The Importance of Orientation 
Orientations are organized to help freshmen get to know the campus and each other, so encourage your student to attend as many of these events as possible. Orientations are great venues for having fun, exploring campus, meeting new folks, and starting to get accustomed to this brave new world. Events may run one day or several, and lots of schools offer additional programs ranging from wilderness camping trips to urban explorations. Participants are pretty much guaranteed to make a friend, get lots of free stuff, and get answers to last minute questions.
Getting Involved 
A sense of belonging is so important in new situations, and becoming involved in on-campus organizations can go a long way toward helping freshmen feel at home and find a like-minded group of friends. Students participating in on-campus activities are less likely to be homesick and more likely to stay on-campus and take full advantage of all social and cultural activities available. Whether students volunteer, play an intramural sport or pledge a Greek organization, extracurricular activities foster pursuit of established interests and discovery of new ones. Encourage your child to check out on-campus offerings.
Getting Organized 
Though there are plenty of support services available to freshmen, personal organization is so important to collegiate success. Stress the importance of getting to class on time, knowing each professor’s expectations and schedules, and keeping notes and syllabuses in order. On the cash end, teach your child to balance a checkbook, keep track of debit card receipts, and try to stick to a budget.
Getting to Know Classmates 
Encourage your child to get to know people in his class and dorm, a great boon to on-campus happiness and academic success. Though roommate issues can seem a bit overwhelming, learning to talk things out in a non-confrontational way is bound to inspire a peaceful year. Befriending dorm-mates will give your child a great on-campus family and comfy safety net, as they’re all going through the same roller-coaster emotions together. Getting to know at least one person in each academic class is a smart way to stay up-to-speed on academics and find study partners.
Professors and Academic Advisors 
Your child’s academic advisor is a key player in a successful completion of a course of study. This person will assist with class schedules, major selection and resolution of any academic issues, and your student should be encouraged to consult their advisor whenever necessary.

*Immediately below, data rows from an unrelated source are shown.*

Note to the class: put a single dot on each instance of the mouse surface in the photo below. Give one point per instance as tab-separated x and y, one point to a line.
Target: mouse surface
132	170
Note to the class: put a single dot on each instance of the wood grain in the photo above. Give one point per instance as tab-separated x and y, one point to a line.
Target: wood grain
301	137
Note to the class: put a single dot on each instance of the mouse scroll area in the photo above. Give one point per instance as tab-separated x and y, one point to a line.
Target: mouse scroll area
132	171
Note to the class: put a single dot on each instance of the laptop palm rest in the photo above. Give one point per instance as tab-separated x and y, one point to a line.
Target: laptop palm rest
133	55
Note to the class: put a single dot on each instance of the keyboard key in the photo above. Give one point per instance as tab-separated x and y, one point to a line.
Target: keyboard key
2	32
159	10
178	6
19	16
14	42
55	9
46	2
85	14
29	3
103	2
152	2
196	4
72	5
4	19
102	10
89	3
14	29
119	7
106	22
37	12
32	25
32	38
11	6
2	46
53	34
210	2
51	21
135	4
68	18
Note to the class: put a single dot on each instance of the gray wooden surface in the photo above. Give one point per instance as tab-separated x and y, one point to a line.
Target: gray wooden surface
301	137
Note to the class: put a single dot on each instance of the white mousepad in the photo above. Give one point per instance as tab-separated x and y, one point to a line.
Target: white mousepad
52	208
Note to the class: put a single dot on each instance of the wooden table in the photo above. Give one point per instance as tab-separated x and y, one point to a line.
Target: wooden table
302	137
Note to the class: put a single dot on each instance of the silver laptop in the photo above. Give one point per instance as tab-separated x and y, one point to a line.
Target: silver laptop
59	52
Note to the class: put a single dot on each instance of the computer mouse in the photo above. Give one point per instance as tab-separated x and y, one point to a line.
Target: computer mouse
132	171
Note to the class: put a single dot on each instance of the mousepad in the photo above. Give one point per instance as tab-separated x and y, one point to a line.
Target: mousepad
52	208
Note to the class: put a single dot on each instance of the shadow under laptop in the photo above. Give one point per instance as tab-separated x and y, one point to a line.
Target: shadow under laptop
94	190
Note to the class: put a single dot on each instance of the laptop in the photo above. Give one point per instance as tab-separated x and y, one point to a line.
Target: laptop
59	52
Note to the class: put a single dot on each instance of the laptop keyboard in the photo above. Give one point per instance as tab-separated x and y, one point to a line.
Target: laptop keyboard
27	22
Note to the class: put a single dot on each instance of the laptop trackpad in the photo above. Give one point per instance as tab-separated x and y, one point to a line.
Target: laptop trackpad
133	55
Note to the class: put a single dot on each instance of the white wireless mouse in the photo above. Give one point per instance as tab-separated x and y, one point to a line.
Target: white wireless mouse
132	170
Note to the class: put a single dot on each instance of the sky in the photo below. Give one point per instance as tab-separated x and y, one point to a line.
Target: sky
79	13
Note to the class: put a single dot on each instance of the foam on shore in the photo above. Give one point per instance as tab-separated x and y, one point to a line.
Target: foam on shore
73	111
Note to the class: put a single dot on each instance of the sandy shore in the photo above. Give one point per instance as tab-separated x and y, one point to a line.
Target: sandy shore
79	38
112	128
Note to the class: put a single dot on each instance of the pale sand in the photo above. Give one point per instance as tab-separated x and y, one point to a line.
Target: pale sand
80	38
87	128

Kids should also take advantage of the chance to meet their professors during scheduled office hours, a decision that’s especially helpful if they hit academic snags during the semester.
As they set off on this amazing adventure, remind your child that his or her first priority is getting an education. By staying focused on goals and effectively balancing work and play, college freshmen can achieve their dreams and still have fun along the way.